Shaw Group’s Thompson says that the security of his firm’s industry collaborations is built on relationships and the “trust factor.” But he also admits that “a lot of times you get trust through contractual means.”

EMCOR’s Puglisi points to new responsibilities in managing corporate information under new federal rules, such as the Sarbanes-Oxley law that stiffens public company accounting. “The law shines a spotlight on the integrity of the security around systems,” he says.

Panelists predict that they eventually may have to introduce tighter controls or more exclusivity in e-mail and other IT systems. But such steps may be unaffordable for some firms, CIOs say.

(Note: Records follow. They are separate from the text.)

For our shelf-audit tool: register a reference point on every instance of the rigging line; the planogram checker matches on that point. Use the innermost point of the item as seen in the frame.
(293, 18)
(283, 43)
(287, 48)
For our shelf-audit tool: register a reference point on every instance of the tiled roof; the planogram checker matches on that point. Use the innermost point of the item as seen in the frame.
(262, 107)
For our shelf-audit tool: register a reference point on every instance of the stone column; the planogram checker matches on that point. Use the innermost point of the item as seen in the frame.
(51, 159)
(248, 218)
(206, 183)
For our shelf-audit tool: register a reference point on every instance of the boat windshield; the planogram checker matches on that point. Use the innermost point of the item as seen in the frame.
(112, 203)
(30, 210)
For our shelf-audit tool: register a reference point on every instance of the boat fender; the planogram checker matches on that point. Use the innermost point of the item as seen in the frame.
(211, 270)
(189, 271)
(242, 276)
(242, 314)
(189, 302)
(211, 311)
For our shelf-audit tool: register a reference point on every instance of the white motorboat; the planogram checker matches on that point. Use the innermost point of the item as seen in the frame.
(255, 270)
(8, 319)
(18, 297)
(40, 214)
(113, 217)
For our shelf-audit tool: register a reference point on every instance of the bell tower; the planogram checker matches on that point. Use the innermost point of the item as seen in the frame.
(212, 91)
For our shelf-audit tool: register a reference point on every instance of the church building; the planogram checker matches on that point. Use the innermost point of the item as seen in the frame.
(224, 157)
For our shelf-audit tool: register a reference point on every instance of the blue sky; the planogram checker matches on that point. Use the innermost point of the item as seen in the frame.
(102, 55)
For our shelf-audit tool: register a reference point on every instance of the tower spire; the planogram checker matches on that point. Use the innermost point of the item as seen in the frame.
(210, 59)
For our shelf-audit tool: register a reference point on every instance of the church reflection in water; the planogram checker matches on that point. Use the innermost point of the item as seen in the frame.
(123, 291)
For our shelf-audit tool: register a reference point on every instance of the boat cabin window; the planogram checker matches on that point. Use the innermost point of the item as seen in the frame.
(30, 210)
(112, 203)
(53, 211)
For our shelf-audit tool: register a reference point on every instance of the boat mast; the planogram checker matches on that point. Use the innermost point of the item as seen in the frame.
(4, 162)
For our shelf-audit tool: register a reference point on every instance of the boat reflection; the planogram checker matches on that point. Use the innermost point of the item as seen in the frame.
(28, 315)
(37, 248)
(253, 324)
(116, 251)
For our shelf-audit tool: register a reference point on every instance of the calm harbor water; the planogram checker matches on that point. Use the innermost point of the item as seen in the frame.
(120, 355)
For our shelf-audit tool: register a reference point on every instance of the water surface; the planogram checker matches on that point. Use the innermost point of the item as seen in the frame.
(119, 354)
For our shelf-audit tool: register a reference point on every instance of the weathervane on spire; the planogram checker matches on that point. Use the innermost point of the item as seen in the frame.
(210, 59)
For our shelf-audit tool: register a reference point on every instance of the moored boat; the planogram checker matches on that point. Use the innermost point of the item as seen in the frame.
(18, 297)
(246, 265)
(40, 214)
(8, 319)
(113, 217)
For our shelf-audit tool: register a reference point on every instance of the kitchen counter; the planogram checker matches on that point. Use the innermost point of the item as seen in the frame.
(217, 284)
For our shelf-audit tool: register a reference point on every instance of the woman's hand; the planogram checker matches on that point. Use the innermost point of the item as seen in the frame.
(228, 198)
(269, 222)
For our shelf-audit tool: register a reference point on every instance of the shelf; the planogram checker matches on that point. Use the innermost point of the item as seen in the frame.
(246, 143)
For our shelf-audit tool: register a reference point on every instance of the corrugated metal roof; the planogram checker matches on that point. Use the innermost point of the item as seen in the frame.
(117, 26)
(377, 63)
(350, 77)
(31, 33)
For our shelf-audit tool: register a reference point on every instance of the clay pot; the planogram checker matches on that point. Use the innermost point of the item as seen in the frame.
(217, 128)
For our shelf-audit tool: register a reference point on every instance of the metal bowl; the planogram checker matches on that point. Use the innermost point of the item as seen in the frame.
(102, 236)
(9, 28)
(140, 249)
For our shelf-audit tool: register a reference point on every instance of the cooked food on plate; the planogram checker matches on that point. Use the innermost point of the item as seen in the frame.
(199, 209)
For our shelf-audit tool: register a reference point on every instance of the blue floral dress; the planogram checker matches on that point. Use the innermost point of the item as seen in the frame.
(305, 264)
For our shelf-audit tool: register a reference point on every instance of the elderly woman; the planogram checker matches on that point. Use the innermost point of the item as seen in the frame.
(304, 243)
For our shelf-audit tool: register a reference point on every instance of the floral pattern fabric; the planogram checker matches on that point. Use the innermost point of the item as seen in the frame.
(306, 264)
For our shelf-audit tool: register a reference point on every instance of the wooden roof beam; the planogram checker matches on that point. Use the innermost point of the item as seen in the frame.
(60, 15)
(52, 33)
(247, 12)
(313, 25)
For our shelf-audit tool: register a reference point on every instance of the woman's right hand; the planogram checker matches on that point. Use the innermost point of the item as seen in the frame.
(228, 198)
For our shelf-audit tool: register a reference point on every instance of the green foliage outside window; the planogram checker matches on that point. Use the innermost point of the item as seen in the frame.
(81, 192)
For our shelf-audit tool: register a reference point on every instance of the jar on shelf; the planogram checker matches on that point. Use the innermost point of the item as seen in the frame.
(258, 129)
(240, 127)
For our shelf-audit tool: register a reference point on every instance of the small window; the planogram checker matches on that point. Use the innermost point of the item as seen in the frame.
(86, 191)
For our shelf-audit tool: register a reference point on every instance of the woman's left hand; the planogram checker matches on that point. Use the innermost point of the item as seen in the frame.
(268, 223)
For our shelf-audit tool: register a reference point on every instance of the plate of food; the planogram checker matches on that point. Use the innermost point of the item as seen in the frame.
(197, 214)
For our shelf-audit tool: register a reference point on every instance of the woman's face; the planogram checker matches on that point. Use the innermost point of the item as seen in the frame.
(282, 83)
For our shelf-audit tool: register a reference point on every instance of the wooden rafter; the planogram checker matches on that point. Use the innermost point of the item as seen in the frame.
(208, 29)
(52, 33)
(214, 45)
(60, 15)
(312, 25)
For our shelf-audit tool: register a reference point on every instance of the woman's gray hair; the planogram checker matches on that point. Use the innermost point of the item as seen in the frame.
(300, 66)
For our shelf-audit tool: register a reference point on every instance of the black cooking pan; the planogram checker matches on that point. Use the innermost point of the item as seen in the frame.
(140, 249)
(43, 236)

The role of CIOs and IT management in fostering corporate culture development and an entrepreneurial spirit generated much debate among panelists.
CIOs predictably see information systems as a first line of defense against unsuccessful mergers and acquisitions. Puglisi contends that EMCOR’s corporate communications network was instrumental in more quickly acclimating employees of firms it purchased. “You talk about the cultural impact. This was becoming a part of EMCOR,” he says.

“We found that some very similar acquisitions leave organizations cultureless,” says Skanska’s Stockley. “Any time there is that much change, all organizations have to re-sort themselves. The system plays an amazing role in giving organizations a way to communicate and to talk, but ultimately, people have to re-establish culture.”

Panelists also worry about how to instill technology cost-effectiveness without harming the company’s entrepreneurial spark. “There certainly are economies of scale or efficiency to be gained by centralizing, standardizing and consolidating in many instances,” says Puglisi. “But we would never want to lose or even compromise the entrepreneurial spirit and connectivity to the local marketplace.”
KPF’s Brogan contends that it’s harder for firms to balance growing technological sophistication with risk, particularly among new hires. “We are constantly trying to push things that may or may not work,” he says.

Adds Wolgemuth: “While you want to feed the entrepreneurial spirit, you get the sense that you’re feeding the black hole. We need to [stop] throwing money into something that’s way too broadly defined to actually impact the business.”

Panelists offered an array of responses to questions about what keeps them up at night. Titan’s Kershaw focused on the overall challenge of being a technology manager because “right now, IT is the future of our business.” Bechtel’s Ramleth worries about how changing technology and demographics will affect staffing. “Will we have the people available and ready to do the job that will be required in the future?” he asks.

Skanska’s Stockley points to challenges in creating what he calls the “virtual organization.” He defines this as “an environment that allows for...any employee to do the job for the customer with the support of the whole organization.” Creating support systems to foster that is the tough part, Stockley says.

Shaw Group’s Thompson is challenged by the number of new responsibilities being added to his job, such as facilities and risk management. “That diversity is stretching me pretty far,” he says.

Authelet’s sleeplessness stems from the CIO’s continuing identity crisis. “You have to make sure people understand what we are doing and why,” he says. “It’s a constant question.” Puglisi is concerned that the construction industry hasn’t adopted new technology fast or far enough, “and in the next five or 10 years, it still won’t have changed very much.”

MWH’s Gulas worries about how to spread technology and new ideas solidly across an organization. “How do you create a process so that an idea imbeds?” he asks. He also warns of too much focus on costs. “At the end of five years, if all I had to show for working in this area was that I reduced costs, I’d be pretty upset with myself,” says Gulas. “You can’t optimize out innovation.”